我國早有嚴謹、科學、精準的鼠疫防治流程:發現疑似或確診病人,要立即通過緊急電話和網絡報告疫情,城市不得超過2小時,農村不得超過6小時;同時對病人進行嚴格隔離,禁止探視及病人互相往來;病人排泄物要徹底消毒,病人死亡要實行火葬。各型鼠疫病人分別隔離,肺鼠疫病人要單獨隔離,不能與其他鼠疫病人同住一室;腺鼠疫病人隔離至淋巴結腫完全消散後再觀察7天,肺鼠疫病人則要隔離至痰培養6次陰性。鼠疫接觸者應檢疫9天,對曾接受預防接種者,檢疫期應延至12天等。
醫療專家表示,在具體病原治療方面,原則上是早期、聯合、足量應用敏感的抗菌藥物。例如,鏈黴素為治療各型鼠疫特效藥,對嚴重病例應加大劑量;鏈黴素可與磺胺類或四環素等聯合應用,以提高療效。磺胺藥宜用於輕症及腺鼠疫,與等量碳酸氫鈉同服,體溫正常3—5天后停藥。在治療中,也可選用β-內酰胺類、喹諾酮類和第三代頭孢菌素等藥物。

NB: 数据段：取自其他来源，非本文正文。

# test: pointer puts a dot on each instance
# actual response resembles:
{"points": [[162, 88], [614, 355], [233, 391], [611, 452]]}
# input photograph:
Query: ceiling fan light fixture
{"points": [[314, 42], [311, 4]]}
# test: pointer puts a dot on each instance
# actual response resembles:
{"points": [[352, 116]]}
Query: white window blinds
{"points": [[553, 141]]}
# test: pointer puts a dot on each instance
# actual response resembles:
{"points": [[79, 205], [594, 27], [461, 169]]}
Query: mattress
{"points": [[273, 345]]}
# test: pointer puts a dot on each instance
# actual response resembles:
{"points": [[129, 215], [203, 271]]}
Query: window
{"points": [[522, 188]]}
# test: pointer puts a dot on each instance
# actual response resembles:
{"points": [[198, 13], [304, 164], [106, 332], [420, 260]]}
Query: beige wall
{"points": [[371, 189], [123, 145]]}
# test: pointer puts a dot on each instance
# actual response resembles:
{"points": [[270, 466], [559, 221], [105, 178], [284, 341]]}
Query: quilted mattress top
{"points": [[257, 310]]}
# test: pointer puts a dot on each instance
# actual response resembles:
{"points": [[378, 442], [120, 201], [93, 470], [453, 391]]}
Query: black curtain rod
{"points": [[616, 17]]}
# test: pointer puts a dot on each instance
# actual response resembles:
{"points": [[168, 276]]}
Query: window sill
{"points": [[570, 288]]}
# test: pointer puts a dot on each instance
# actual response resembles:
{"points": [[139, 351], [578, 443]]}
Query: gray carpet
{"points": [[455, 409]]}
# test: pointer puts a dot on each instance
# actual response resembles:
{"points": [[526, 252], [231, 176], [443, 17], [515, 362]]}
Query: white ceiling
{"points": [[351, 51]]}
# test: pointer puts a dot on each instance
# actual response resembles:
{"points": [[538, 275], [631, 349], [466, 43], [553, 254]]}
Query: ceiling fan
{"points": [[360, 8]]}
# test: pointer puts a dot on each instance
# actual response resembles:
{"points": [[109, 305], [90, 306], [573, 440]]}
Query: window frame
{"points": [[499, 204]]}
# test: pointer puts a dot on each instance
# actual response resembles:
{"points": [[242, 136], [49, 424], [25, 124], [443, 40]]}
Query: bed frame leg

侯勇躍說:“面對鼠疫,我們首先要明確一點,隨著科學技術的不斷進步,鼠疫已經不是死亡的代名詞,它完全可防可控可治。在我國,鼠疫防治仍以預防為主。2019年,內蒙古自治區出現的幾例鼠疫病例,均與草原上的野生動物有關,這也再次提示我們,防治鼠疫最根本、最有效的方法仍是那個老生常談的人類生存法則:只有尊重自然,敬畏自然,與自然和諧相處,才不會將自然界的病毒帶入人類社會,我們自己才是安全的。”